Antonio Ponzano, Ponzoni or Bonzone (died 1602, in Munich) was an Italian Mannerist painter active in the 16th century.

His birthplace is unknown - it may have been Venice, since he was influenced by the Venetian style. He was a studio assistant to Giulio Licinio in 1565 at the court of Maximilian II, Holy Roman Emperor in Vienna. Between 1550 and 1600 a large number of Italian painters moved to the Wittelsbach ducal court. Major banking families such as the Fuggers were also major art patrons - Ponzano himself was an assistant to Friedrich Sustris between 1569 and 1573 in Augsburg, where Sustris was working for Hans Fugger. Between 1585 and 1597 Ponzano was at the court in Munich.

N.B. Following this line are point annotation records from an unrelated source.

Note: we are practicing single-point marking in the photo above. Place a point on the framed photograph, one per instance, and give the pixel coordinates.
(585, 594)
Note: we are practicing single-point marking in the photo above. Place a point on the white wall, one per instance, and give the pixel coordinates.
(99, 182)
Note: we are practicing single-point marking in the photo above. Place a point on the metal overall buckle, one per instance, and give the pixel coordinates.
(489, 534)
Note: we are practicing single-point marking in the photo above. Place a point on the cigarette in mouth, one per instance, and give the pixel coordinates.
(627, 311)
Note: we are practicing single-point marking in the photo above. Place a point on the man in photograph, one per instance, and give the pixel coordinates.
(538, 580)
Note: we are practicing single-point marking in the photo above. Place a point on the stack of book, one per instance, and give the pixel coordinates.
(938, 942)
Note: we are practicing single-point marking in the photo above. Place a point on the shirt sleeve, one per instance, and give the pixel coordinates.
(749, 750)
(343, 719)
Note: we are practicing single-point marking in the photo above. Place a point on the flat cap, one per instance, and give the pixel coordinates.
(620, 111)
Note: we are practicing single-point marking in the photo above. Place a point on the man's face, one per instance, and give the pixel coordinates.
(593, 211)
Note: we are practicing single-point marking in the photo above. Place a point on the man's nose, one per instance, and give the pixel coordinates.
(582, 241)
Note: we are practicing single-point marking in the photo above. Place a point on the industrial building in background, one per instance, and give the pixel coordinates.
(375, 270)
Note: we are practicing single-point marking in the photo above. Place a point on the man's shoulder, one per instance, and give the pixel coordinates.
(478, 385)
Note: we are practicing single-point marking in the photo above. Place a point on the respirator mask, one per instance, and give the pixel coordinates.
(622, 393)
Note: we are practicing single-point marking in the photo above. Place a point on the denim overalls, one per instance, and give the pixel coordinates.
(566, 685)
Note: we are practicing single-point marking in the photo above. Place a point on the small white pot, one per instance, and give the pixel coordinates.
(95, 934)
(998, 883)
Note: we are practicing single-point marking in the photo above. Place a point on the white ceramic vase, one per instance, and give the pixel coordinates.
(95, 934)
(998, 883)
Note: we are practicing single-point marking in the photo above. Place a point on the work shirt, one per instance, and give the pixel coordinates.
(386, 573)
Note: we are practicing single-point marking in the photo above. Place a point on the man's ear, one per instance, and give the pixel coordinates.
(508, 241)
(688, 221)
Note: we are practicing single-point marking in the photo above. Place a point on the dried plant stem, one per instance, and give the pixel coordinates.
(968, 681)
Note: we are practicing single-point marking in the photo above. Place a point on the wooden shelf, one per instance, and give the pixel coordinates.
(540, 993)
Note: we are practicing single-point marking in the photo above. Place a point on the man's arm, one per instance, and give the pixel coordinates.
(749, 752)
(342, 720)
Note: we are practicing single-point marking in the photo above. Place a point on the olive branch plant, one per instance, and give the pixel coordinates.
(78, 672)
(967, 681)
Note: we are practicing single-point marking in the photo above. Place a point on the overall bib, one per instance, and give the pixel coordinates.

Some of Ponzano's 1570-1572 paintings with 'grottesche' survive in the Fugger palace in Augsburg, as well as some of his studio work for Sustris. He also assisted Sustris and Alessandro Scalzi (known as Il Paduano) on their 1580 work at Trausnitz Castle at Landshut - there Ponzano worked on the lodges in the castle, creating scenes of mythological love affairs. Sustris designed the Grottenhof at the Munich Residenz, with the shells and grotesques painted by Ponzano and the Dutchman Pieter de Witte.